TOTENBERG: But the back-and-forth on tariffs around the world spooked American businesses, and they challenged the tariffs in court, contending that the president had exceeded his authority. Three federal courts have now ruled against Trump's tariffs, and today, the Supreme Court hears arguments in the cases. One of the challengers is Victor Owen Schwartz, a wine and spirits importer from upstate New York who's been in business for 40 years.

VICTOR OWEN SCHWARTZ: And the thing is there's such a misconception out there that foreign entities are paying this.

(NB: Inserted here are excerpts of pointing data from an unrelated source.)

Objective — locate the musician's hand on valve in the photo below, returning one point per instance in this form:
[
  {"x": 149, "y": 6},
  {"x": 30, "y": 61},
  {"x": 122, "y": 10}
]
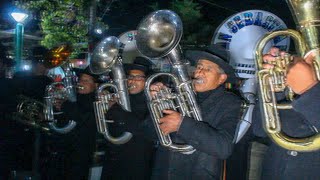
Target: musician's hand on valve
[
  {"x": 311, "y": 55},
  {"x": 155, "y": 88},
  {"x": 272, "y": 56},
  {"x": 170, "y": 122},
  {"x": 58, "y": 104},
  {"x": 300, "y": 76}
]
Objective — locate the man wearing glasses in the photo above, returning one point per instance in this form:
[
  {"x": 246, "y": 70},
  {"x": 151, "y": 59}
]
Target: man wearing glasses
[{"x": 131, "y": 160}]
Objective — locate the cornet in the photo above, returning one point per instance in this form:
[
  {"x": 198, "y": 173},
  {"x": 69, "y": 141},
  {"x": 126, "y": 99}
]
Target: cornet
[{"x": 307, "y": 17}]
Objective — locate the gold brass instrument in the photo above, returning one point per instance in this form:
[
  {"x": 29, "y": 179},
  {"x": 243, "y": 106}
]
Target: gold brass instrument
[
  {"x": 106, "y": 57},
  {"x": 158, "y": 35},
  {"x": 307, "y": 16}
]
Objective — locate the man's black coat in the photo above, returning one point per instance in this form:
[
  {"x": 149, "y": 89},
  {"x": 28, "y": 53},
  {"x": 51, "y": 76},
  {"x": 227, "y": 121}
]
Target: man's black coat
[
  {"x": 212, "y": 139},
  {"x": 131, "y": 160}
]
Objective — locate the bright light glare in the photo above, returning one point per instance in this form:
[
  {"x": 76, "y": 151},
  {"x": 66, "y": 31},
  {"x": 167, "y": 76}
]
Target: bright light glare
[
  {"x": 99, "y": 31},
  {"x": 19, "y": 17}
]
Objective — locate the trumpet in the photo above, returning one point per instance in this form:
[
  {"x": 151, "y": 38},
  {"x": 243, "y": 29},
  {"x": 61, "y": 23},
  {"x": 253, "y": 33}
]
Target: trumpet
[{"x": 306, "y": 14}]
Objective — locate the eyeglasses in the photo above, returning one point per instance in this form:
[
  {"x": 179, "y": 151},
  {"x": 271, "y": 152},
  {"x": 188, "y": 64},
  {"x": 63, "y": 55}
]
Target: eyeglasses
[
  {"x": 203, "y": 69},
  {"x": 136, "y": 77}
]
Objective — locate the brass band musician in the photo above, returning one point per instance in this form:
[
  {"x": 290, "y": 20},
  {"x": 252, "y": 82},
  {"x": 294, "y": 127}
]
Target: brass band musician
[{"x": 212, "y": 137}]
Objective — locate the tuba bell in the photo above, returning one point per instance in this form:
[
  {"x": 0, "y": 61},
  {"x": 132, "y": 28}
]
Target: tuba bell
[
  {"x": 307, "y": 17},
  {"x": 106, "y": 57},
  {"x": 158, "y": 35}
]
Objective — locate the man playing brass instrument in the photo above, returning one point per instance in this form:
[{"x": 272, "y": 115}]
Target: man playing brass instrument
[
  {"x": 71, "y": 153},
  {"x": 212, "y": 137},
  {"x": 131, "y": 160},
  {"x": 301, "y": 121}
]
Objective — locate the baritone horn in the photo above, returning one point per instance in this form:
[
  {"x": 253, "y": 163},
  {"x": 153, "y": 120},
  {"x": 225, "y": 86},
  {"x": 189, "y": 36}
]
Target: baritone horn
[
  {"x": 307, "y": 17},
  {"x": 158, "y": 35},
  {"x": 106, "y": 57}
]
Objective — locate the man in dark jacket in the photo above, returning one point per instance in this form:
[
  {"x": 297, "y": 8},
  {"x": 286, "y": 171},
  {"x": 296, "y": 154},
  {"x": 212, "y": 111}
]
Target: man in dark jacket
[
  {"x": 72, "y": 153},
  {"x": 301, "y": 121},
  {"x": 131, "y": 160},
  {"x": 212, "y": 137},
  {"x": 19, "y": 143}
]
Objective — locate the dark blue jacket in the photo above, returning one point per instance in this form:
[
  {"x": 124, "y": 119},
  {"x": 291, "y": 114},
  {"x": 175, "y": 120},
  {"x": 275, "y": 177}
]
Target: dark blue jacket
[
  {"x": 212, "y": 139},
  {"x": 301, "y": 121}
]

TOTENBERG: As he points out, tariffs are taxes paid on imported goods.

SCHWARTZ: I can't say this enough times. Americans are paying the taxes. American business is paying the taxes, and it will be passed on to American consumers.

TOTENBERG: For small businesses like his, he says, it's not just the 15% import taxes he's paying, but the tariffs have plunged the value of the dollar compared to the euro. And when you add up all those costs, he says, they amount to about 35% more that he has to pay for his imported wines and spirits.

SCHWARTZ: You think I can increase the price of Sancerre by 35%?

TOTENBERG: So he charges more, eats part of the tariffs, and is down to a bare-bones profit that, in the long run, he says, is unsustainable. Countering that argument is President Trump, who sees tariffs as bringing in trillions of dollars to the federal government to be spent on his priorities. Tariffs, he says, are the most beautiful word in the dictionary.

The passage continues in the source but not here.